Under the foundational principles of international environmental law, “the right to a healthy environment”, is as important as “the right to life.”
This is why the Gambia is a signatory to many international instruments to protect the environment and human life including the United Nations Convention on Law of the Sea.
Pursuant to Article 145 and Article 146 of the UNCLOS, the Gambia should apply necessary measures to ensure effective protection for the marine environment from harmful activities.
Under article 145 of the UNCLOS, the Gambia as a State Party must adopt appropriate rules, regulations and procedures for inter alia:
(a) “The prevention, reduction and control of pollution and other hazards to the marine environment including the coastline and of interference with the ecological balance of the marine environment, particularly attention being paid to the need for protection from harmful effects of such activities as drilling, dredging, excavation, disposal of waste, construction and operation or maintenance of installations, pipelines and other devices related to such activities.”
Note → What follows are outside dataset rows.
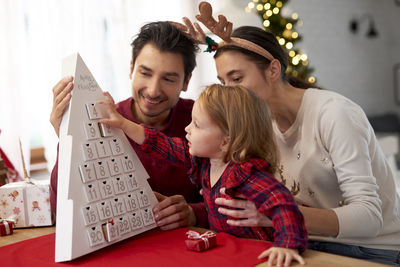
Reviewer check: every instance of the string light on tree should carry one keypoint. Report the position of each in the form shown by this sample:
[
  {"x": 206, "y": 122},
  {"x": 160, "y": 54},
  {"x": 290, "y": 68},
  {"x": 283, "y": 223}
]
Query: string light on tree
[{"x": 284, "y": 29}]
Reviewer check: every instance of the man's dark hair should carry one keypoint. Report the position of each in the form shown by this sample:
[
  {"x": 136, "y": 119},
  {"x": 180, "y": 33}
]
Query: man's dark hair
[{"x": 167, "y": 38}]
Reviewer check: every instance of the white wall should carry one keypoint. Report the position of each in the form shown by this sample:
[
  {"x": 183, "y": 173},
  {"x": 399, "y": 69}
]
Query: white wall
[{"x": 351, "y": 64}]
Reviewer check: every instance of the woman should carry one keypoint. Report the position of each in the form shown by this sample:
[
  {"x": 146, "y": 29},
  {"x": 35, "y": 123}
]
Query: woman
[{"x": 330, "y": 158}]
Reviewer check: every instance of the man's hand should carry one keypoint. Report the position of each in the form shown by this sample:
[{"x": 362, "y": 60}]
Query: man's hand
[
  {"x": 281, "y": 256},
  {"x": 247, "y": 215},
  {"x": 173, "y": 212},
  {"x": 61, "y": 97}
]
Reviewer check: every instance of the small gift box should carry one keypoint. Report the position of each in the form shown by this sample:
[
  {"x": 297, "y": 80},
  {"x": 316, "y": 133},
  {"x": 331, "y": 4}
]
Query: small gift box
[
  {"x": 28, "y": 202},
  {"x": 200, "y": 242},
  {"x": 6, "y": 227}
]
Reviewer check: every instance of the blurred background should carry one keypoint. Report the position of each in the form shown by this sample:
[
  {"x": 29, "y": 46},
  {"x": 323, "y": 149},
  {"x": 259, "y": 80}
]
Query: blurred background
[{"x": 348, "y": 46}]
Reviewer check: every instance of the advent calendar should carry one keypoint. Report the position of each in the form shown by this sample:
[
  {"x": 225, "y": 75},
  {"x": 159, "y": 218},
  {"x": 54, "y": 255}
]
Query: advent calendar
[{"x": 103, "y": 194}]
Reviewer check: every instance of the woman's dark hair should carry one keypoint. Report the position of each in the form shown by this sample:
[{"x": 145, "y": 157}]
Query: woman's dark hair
[
  {"x": 269, "y": 42},
  {"x": 167, "y": 38}
]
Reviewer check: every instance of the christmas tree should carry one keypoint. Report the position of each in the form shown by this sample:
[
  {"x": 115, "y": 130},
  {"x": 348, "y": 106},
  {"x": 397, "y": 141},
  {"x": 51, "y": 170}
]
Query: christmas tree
[{"x": 283, "y": 27}]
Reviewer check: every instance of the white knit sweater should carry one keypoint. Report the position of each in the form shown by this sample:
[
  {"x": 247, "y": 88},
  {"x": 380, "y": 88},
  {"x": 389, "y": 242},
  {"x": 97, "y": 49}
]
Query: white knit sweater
[{"x": 331, "y": 159}]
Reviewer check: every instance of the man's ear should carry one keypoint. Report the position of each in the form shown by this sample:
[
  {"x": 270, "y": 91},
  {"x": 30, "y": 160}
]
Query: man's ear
[
  {"x": 273, "y": 71},
  {"x": 186, "y": 83},
  {"x": 131, "y": 69}
]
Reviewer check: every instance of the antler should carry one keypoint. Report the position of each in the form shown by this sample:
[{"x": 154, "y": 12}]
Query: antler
[
  {"x": 196, "y": 35},
  {"x": 221, "y": 28}
]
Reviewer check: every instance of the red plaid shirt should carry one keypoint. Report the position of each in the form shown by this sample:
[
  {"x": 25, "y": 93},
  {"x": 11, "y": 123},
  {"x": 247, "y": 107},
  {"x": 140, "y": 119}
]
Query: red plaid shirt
[{"x": 250, "y": 179}]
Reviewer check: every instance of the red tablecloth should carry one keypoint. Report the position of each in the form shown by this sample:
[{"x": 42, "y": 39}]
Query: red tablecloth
[{"x": 154, "y": 248}]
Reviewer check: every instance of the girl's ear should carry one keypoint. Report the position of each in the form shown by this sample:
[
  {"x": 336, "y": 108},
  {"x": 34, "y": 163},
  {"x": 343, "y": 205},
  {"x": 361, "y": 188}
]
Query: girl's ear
[
  {"x": 225, "y": 143},
  {"x": 273, "y": 71},
  {"x": 131, "y": 69}
]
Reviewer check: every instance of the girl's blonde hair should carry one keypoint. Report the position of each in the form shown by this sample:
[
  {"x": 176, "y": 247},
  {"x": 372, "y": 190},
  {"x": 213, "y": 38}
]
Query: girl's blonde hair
[{"x": 245, "y": 118}]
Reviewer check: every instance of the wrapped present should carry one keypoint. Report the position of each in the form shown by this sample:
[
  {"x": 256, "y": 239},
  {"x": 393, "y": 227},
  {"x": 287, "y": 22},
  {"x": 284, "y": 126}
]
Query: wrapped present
[
  {"x": 200, "y": 242},
  {"x": 28, "y": 201},
  {"x": 6, "y": 227}
]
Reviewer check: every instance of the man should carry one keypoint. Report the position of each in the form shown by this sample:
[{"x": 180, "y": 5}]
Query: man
[{"x": 161, "y": 67}]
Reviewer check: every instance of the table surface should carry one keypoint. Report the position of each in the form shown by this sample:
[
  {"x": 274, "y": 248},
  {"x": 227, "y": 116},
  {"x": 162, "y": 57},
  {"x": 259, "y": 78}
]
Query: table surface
[{"x": 312, "y": 257}]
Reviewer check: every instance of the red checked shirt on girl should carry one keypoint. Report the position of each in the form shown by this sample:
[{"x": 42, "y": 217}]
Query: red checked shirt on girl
[{"x": 250, "y": 178}]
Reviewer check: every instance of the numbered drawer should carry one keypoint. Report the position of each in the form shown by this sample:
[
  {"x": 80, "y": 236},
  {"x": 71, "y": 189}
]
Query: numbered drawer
[
  {"x": 106, "y": 189},
  {"x": 101, "y": 169},
  {"x": 131, "y": 202},
  {"x": 87, "y": 172},
  {"x": 103, "y": 148},
  {"x": 118, "y": 206},
  {"x": 124, "y": 226},
  {"x": 135, "y": 220},
  {"x": 90, "y": 215},
  {"x": 111, "y": 231},
  {"x": 116, "y": 146},
  {"x": 95, "y": 235},
  {"x": 106, "y": 130},
  {"x": 143, "y": 198},
  {"x": 89, "y": 151},
  {"x": 119, "y": 185},
  {"x": 115, "y": 166},
  {"x": 91, "y": 130},
  {"x": 91, "y": 192},
  {"x": 93, "y": 111},
  {"x": 104, "y": 209},
  {"x": 148, "y": 216},
  {"x": 131, "y": 181},
  {"x": 127, "y": 163}
]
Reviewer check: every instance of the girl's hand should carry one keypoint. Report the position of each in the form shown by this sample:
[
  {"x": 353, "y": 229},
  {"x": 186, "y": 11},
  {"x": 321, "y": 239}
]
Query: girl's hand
[
  {"x": 113, "y": 118},
  {"x": 281, "y": 256},
  {"x": 247, "y": 216}
]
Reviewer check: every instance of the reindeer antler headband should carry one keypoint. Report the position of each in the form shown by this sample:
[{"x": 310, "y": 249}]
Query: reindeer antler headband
[{"x": 221, "y": 28}]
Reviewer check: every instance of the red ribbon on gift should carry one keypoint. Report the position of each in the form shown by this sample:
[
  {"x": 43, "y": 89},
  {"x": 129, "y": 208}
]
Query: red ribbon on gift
[
  {"x": 200, "y": 242},
  {"x": 6, "y": 227}
]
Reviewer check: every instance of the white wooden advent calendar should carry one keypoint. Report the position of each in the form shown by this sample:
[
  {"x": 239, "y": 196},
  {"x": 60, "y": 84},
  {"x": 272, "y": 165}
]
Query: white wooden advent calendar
[{"x": 103, "y": 194}]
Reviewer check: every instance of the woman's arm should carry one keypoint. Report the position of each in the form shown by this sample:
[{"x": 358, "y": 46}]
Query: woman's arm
[{"x": 318, "y": 221}]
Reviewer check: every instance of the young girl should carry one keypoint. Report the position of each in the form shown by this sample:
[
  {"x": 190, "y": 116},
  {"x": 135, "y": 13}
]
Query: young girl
[{"x": 229, "y": 145}]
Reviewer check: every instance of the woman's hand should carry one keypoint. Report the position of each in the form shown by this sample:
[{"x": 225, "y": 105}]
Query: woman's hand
[
  {"x": 278, "y": 256},
  {"x": 247, "y": 216}
]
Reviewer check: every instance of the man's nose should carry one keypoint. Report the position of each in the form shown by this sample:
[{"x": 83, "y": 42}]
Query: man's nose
[{"x": 154, "y": 88}]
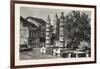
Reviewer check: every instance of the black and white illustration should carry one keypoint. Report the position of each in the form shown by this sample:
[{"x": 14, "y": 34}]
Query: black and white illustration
[{"x": 47, "y": 33}]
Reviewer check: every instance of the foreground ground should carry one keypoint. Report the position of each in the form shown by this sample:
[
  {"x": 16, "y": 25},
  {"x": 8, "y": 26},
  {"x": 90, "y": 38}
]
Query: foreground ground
[{"x": 34, "y": 54}]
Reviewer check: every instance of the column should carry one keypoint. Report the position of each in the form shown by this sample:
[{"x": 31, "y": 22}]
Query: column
[
  {"x": 61, "y": 30},
  {"x": 47, "y": 44}
]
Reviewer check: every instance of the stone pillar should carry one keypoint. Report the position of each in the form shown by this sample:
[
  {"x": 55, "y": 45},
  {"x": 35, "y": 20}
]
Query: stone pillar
[{"x": 48, "y": 32}]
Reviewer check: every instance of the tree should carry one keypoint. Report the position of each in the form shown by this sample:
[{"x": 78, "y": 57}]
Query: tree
[{"x": 78, "y": 28}]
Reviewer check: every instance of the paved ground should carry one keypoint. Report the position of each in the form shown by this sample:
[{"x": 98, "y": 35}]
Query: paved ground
[{"x": 34, "y": 54}]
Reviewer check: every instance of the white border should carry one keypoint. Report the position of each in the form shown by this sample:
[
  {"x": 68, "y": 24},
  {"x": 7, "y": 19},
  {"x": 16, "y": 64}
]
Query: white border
[{"x": 48, "y": 61}]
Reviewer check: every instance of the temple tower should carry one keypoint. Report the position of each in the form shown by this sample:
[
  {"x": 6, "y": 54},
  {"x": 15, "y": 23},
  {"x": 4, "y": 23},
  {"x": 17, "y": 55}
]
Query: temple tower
[
  {"x": 56, "y": 26},
  {"x": 47, "y": 43}
]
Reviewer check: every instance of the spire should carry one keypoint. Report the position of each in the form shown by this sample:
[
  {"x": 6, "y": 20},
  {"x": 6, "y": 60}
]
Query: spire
[
  {"x": 62, "y": 15},
  {"x": 56, "y": 16},
  {"x": 48, "y": 19}
]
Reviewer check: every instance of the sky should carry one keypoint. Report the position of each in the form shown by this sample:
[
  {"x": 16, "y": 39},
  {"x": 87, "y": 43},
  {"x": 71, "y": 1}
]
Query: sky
[{"x": 44, "y": 12}]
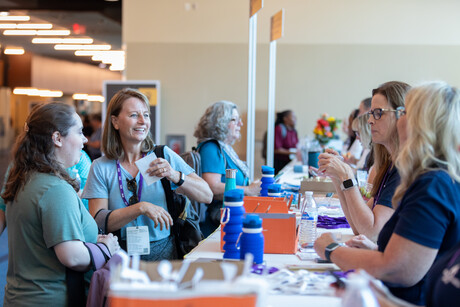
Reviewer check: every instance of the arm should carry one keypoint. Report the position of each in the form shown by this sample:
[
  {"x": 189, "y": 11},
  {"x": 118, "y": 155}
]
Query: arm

(b) “The protection and conservation of the natural resources area and the prevention of damage to the flora and fauna of the marine environment.
In addition to this, under article 146 of the UNCLOS, the Gambia as a State Party must take necessary measures “to ensure effective protection of human life.”
While nations are developing gradual legal protections for their environments, the Gambia is not progressively responding to the situation in Gunjur.